U.S. Army press officers in London had insisted that Lieut. General Lesley J. Mc-Nair, trainer of the Army’s ground fight ing forces, had been killed by the enemy. But too many-people knew better, and last week the tragic truth came out. Able, respected “Whitey” McNair had been killed by a bomb dropped from a U.S. plane.
Like many a plain front-line G.I., General McNair was hit by a wild salvo dropped in the heavy air preparations for the Normandy breakthrough (see WORLD BATTLEFRONTS).

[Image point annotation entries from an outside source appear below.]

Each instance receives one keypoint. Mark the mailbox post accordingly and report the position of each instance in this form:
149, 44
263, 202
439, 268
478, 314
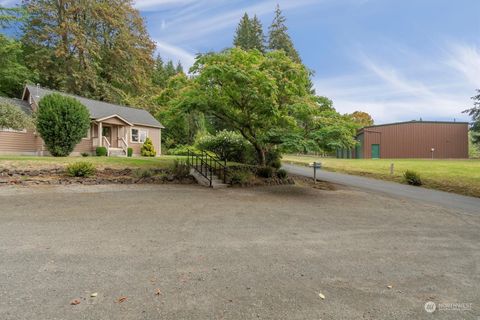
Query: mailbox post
315, 165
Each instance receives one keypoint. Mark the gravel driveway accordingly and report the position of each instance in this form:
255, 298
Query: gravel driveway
187, 252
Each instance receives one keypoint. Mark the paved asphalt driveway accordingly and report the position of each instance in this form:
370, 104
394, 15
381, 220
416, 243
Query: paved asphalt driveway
440, 198
187, 252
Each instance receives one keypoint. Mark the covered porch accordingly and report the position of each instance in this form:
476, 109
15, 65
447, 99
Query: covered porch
112, 132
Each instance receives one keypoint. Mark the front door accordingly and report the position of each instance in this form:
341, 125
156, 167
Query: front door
107, 132
375, 151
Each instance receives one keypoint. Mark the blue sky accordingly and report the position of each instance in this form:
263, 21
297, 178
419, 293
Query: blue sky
396, 59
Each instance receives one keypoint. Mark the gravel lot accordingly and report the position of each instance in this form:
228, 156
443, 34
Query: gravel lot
187, 252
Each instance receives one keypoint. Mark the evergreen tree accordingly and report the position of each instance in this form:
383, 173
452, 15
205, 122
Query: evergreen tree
86, 48
179, 68
170, 70
279, 38
159, 76
242, 35
257, 35
249, 34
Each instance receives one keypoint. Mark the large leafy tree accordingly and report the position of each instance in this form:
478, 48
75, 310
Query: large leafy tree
62, 122
12, 117
279, 39
85, 47
475, 114
249, 34
249, 92
13, 71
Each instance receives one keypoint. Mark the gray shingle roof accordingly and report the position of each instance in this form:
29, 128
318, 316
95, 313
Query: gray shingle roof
99, 109
22, 105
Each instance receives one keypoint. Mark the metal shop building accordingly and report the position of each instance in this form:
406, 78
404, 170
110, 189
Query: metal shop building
413, 139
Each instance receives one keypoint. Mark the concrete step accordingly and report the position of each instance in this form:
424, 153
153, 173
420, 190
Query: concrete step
216, 183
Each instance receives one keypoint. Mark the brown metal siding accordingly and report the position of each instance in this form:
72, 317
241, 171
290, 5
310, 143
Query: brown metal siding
415, 140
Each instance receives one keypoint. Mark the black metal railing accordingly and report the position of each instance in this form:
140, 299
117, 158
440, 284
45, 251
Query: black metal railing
208, 165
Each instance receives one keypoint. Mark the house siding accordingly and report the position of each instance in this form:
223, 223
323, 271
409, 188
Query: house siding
26, 143
153, 133
416, 140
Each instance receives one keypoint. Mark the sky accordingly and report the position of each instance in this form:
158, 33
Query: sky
398, 60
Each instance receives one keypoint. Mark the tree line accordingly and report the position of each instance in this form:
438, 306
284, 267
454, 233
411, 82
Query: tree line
259, 88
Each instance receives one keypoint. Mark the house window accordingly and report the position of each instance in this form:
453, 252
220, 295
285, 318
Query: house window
12, 130
139, 136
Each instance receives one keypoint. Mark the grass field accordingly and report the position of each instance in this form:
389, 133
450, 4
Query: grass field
459, 176
32, 162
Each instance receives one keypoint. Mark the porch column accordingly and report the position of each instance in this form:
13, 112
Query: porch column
100, 137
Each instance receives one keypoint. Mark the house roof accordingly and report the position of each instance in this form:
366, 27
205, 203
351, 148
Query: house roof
22, 105
100, 110
360, 131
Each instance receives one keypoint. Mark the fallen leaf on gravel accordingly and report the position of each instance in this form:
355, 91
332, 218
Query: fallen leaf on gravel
121, 299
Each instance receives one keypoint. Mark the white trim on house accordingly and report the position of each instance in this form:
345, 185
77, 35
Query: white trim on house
114, 116
139, 135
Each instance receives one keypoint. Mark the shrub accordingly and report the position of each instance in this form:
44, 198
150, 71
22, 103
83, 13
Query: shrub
180, 169
181, 150
147, 149
62, 122
282, 173
143, 173
240, 177
101, 151
412, 178
81, 169
12, 117
265, 172
228, 145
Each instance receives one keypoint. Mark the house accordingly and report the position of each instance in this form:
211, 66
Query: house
112, 126
413, 139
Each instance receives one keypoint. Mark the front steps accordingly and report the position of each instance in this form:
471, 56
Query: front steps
116, 152
216, 183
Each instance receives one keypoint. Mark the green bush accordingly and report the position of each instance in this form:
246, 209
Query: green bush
62, 123
282, 173
265, 172
101, 151
148, 150
12, 117
228, 145
143, 173
81, 169
412, 178
240, 177
181, 150
181, 169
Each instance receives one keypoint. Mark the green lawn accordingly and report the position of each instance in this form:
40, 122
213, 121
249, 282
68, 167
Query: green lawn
32, 162
459, 176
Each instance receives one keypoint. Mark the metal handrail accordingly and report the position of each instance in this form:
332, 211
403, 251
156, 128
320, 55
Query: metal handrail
207, 165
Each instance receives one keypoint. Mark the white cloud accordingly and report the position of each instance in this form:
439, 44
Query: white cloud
175, 53
383, 89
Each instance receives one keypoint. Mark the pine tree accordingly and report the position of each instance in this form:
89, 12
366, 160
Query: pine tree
85, 47
242, 35
179, 68
170, 70
257, 35
279, 38
159, 76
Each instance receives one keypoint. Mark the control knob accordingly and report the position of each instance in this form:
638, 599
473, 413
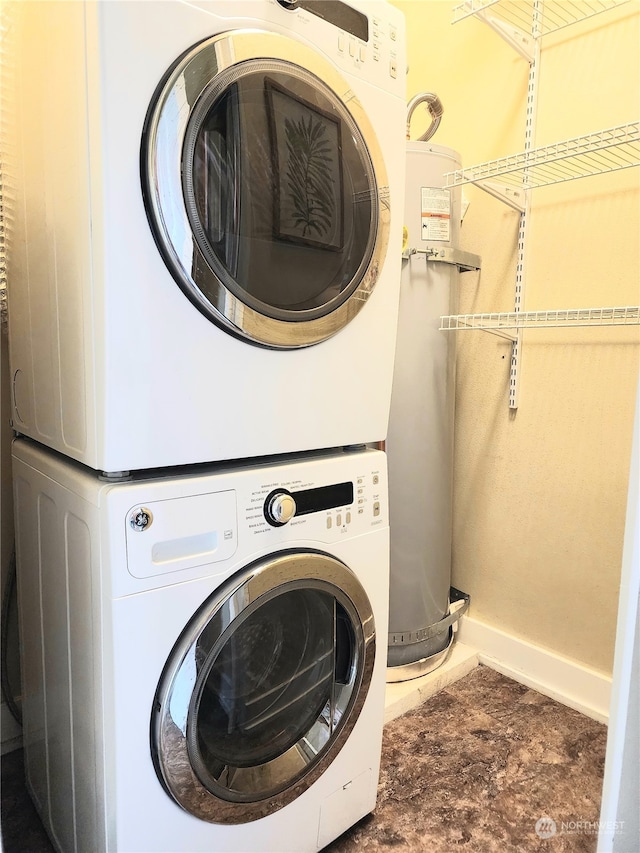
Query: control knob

Death from the errors of fellow soldiers is an old story in war—especially in combat involving aircraft. But few officers of such high rank have died that way. Most memorable accident in U.S. military history: the death of General Thomas (“Stonewall”) Jackson, who was shot by his North Carolinians as he galloped at dusk through a grove of trees at Chancellorsville.
When his aides asked the mortally wounded Jackson if he was badly hurt, he answered with an air of wonderment but no bitterness: “I think I am—and all my wounds are from my own men.” Supreme Headquarters’ report included no dying words from Whitey McNair, a thoroughgoing professional soldier who must also have died without bitterness.
Whitey McNair left an only son to carry on. This week the War Department announced that redheaded, 37-year-old Colonel Douglas McNair, a West Pointer and an artilleryman like his father, had been killed in action on Guam.